Barney ran past her now carrying a frying pan in one hand and a steamer in the other, the shaggy-haired dog bounding by his side. It would have been easier, she felt, for the men to have shouldered the tea chests full of kitchen utensils, but the children had taken it upon themselves to empty them on the rough road below and she hadn’t the heart to stop them. For this seemed indeed a fête day for them …
It was two hours later when one of the men said, with a grin, ‘Well, that’s the lot. You’re all set now, ma’am; and do I understand we’ve been invited down below for a cuppa?’
‘Yes; Mrs O’Connor has been kind enough to make you some tea.’
‘Well, it’ll be very acceptable; so we’ll be away then.’
‘I’ll see you before you go.’
‘Sure. Sure,’ said the man and, followed by the other members of his gang, which now included Barney, Joseph, Davie and Michael O’Connor, they went out of the house, leaving behind only Moira and Biddy. The two girls suddenly became quiet and a little shy; at least, Biddy did. Moira’s silence, Constance assumed, was merely respectful awe of the furniture, for she was walking from one piece to another, fingering it in an appreciative loving way, as if she liked furniture. She turned from the tall black-oak dresser standing against the wall to the right of the fireplace and said, ‘What did you call this again, Mrs Stapleton?’
‘A Welsh dresser.’
‘It’s nice. It’ll look lovely when you get your plates on. It’s a bit like our dresser, but nicer.’
‘Mother will be expecting you down there,’ said Biddy suddenly.

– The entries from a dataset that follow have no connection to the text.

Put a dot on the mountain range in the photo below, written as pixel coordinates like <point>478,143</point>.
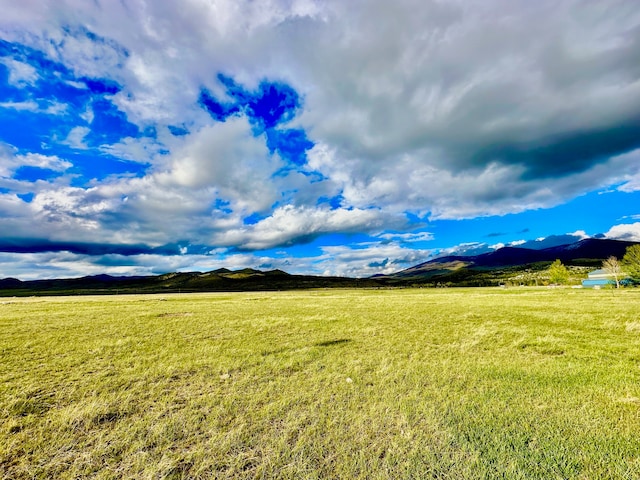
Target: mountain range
<point>589,252</point>
<point>471,270</point>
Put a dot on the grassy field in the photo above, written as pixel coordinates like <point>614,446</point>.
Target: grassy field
<point>460,384</point>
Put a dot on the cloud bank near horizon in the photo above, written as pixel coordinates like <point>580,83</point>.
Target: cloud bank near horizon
<point>241,128</point>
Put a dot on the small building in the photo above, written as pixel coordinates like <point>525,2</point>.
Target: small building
<point>599,278</point>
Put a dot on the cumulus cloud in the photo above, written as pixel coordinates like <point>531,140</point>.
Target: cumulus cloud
<point>627,231</point>
<point>435,110</point>
<point>289,224</point>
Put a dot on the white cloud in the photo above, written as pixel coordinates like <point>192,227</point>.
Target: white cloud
<point>628,231</point>
<point>76,136</point>
<point>12,162</point>
<point>20,74</point>
<point>446,110</point>
<point>290,224</point>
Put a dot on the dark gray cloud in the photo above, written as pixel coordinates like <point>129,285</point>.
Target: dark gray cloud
<point>36,245</point>
<point>452,109</point>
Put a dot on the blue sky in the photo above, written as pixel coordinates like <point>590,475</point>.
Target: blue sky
<point>318,137</point>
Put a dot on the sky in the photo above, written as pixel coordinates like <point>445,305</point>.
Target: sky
<point>140,137</point>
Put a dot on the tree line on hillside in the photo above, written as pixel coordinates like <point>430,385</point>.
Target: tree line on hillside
<point>619,270</point>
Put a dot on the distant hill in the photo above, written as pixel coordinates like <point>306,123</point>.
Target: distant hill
<point>589,252</point>
<point>220,280</point>
<point>475,270</point>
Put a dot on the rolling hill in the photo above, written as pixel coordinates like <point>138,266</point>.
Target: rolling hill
<point>589,252</point>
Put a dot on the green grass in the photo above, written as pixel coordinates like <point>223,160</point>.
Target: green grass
<point>460,384</point>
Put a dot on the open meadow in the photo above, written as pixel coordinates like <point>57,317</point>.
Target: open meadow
<point>447,383</point>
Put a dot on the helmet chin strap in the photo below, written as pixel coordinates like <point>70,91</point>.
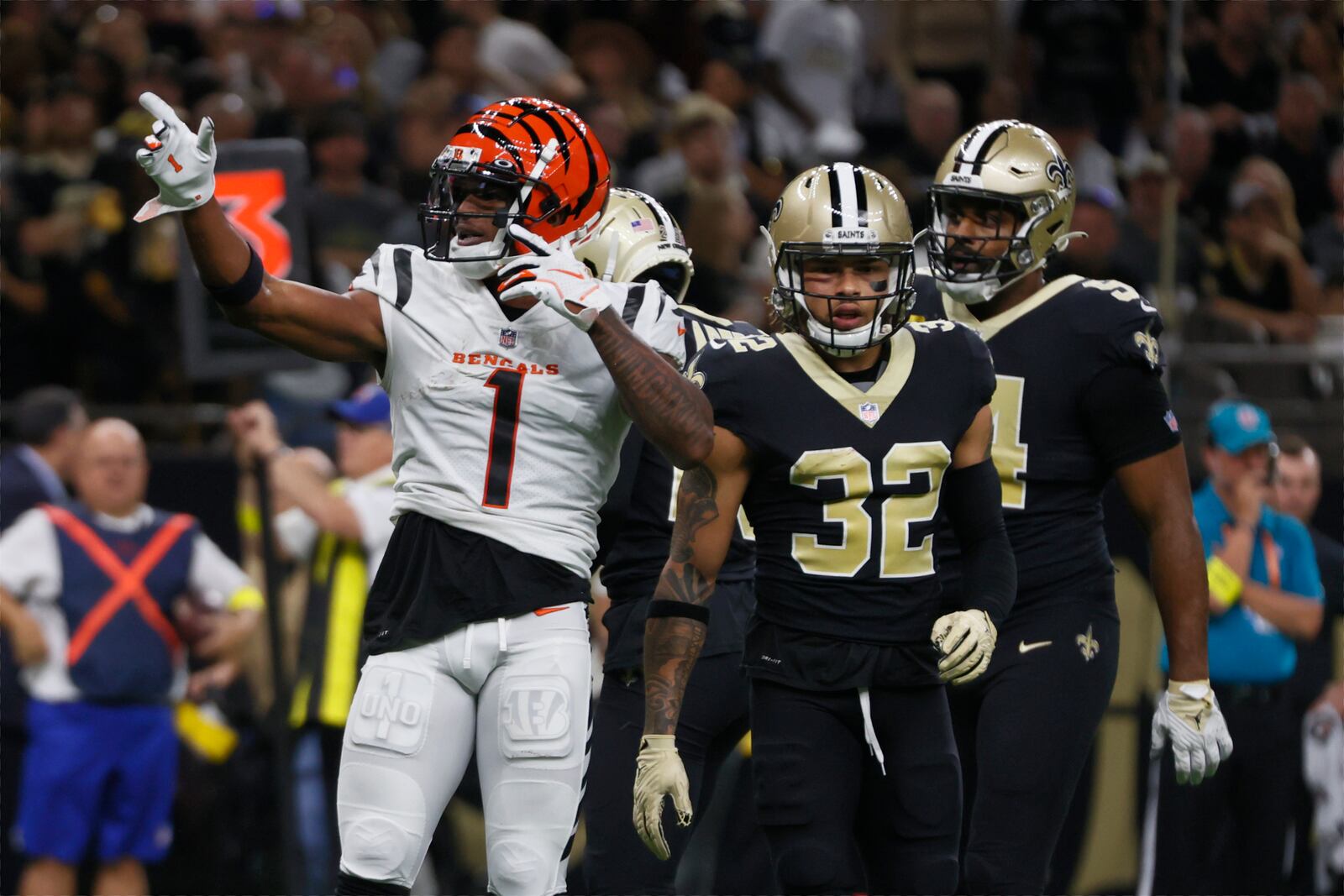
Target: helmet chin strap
<point>474,268</point>
<point>983,291</point>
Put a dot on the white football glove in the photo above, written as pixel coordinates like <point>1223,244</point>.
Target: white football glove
<point>1189,716</point>
<point>967,641</point>
<point>659,773</point>
<point>557,278</point>
<point>179,161</point>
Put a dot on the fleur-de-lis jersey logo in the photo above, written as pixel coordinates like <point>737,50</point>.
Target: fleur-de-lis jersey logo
<point>1088,645</point>
<point>1148,344</point>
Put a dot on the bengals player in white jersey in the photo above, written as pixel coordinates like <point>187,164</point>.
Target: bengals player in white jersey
<point>514,376</point>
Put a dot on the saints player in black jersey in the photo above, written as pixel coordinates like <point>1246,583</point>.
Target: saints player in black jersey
<point>636,241</point>
<point>844,438</point>
<point>1079,399</point>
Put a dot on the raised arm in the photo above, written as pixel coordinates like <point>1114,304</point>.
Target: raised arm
<point>313,322</point>
<point>669,411</point>
<point>707,512</point>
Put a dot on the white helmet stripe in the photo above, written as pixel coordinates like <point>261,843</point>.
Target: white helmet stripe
<point>979,143</point>
<point>848,196</point>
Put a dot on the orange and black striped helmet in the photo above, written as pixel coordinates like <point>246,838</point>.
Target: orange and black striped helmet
<point>543,156</point>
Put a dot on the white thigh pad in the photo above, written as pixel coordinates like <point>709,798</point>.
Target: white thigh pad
<point>382,822</point>
<point>535,716</point>
<point>528,824</point>
<point>391,710</point>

‘Oh yes…Yes, of course. But I’m an awful sight, and so dirty.’ Constance flicked at the specks on her plain blue print dress, then clapped her hands against each other, and as she did so Moira walked slowly towards her, saying casually, ‘Oh, you’re all right; it doesn’t matter what you look like up here. That’s the beauty of it. That’s what Hannah says. Hannah says you could look as dirty as a fiddler’s pack and nobody would notice, but you look all right.’ She smiled disarmingly at Cons
tance, then added, ‘Dad always says you can’t mistake gentry; they can go about in sackcloth, but it doesn’t cover them up.’
It was a covert compliment, an Irish compliment. They had likely been talking about her…Gentry indeed. It was nice to be taken for gentry. Or was it? She guessed that Sean O’Connor’s idea of gentry wouldn’t be the same as his wife’s; he would stick the label on anyone with money, and she knew that he was under the impression that she herself was well endowed with the latter.

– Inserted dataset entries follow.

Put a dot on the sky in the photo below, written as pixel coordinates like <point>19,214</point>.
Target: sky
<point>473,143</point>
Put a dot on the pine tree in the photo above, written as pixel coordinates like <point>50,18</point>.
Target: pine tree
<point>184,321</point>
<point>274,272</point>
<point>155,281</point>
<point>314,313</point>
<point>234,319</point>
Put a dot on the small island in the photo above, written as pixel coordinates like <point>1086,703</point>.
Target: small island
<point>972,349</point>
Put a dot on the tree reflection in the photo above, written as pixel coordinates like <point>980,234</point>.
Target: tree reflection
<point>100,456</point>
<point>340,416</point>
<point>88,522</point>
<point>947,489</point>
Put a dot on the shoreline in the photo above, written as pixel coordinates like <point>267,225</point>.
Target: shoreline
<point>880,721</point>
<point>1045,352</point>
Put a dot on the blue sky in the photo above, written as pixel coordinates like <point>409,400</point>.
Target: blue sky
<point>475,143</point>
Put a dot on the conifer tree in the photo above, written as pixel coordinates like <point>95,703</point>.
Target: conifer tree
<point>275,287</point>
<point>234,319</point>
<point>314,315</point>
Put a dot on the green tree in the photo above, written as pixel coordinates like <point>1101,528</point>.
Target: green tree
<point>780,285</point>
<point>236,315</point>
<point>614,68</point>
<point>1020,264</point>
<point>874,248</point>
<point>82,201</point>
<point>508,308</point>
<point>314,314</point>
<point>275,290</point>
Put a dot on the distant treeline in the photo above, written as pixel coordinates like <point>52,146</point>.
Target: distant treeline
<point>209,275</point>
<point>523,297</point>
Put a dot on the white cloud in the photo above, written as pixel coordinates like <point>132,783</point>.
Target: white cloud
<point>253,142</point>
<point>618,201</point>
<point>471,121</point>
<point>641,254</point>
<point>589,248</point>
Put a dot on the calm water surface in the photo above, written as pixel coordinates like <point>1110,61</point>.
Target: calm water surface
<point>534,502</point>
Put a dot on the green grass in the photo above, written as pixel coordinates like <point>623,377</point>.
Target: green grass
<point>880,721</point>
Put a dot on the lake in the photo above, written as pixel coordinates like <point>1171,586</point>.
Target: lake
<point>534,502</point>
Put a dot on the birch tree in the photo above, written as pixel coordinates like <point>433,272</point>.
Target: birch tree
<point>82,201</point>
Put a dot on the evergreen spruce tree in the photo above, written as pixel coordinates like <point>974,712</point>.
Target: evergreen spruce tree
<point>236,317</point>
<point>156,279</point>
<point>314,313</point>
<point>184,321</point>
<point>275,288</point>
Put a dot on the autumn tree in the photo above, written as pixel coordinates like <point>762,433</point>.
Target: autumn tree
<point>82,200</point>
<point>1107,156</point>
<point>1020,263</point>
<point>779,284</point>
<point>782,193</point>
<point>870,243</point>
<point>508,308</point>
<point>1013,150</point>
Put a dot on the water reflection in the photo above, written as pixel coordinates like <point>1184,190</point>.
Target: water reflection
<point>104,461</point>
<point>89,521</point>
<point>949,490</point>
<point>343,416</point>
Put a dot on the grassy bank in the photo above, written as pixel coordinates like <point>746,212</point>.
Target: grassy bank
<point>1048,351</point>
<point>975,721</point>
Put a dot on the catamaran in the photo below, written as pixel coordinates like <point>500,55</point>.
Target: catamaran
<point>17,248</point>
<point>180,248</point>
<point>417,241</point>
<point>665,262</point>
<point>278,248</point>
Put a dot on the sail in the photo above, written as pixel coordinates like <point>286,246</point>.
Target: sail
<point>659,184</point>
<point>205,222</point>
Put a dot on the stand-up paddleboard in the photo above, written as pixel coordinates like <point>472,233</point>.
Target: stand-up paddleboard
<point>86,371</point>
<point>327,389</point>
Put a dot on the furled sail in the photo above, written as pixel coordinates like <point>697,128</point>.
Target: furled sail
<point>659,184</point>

Going down the hill, Biddy remarked, ‘Your husband will find it all done when he comes back,’ and Constance replied, ‘Yes; yes, he will.’
‘Hannah always says that the best way to get rid of a man is to show him some work; they’re all a lot of lazy—’
‘Our Moira!’ Biddy’s voice came as a high reprimand, and Moira answered quickly, ‘Oh, don’t sweat yourself, I wasn’t goin’ to say anything I shouldn’t. I was just going to say lazy beggars.’ She now glanced sideways up at Constance, and Constance was forced to smile down at her.
‘Is your son still in Switzerland, Mrs Stapleton?’
Biddy had put the question tentatively, and Constance answered her without smiling, saying, ‘No, Biddy; he…he should be in Germany now. I should imagine they’ll be walking in the Black Forest this week.’
The fifteen-year-old Biddy had shown a marked liking for Peter during his visits to the house, and now she wouldn’t see him again before she left for Hexham, where she was to stay with a distant cousin of her mother’s and start work in a local draper’s shop. She was suffering the pangs of first love and Constance didn’t laugh at her, even inwardly.
As they passed through the gap in the wall, it was to see Hannah waddling across the yard carrying a tray, on which was a small teapot and a cup and saucer. She was on her way to Vin’s workshop.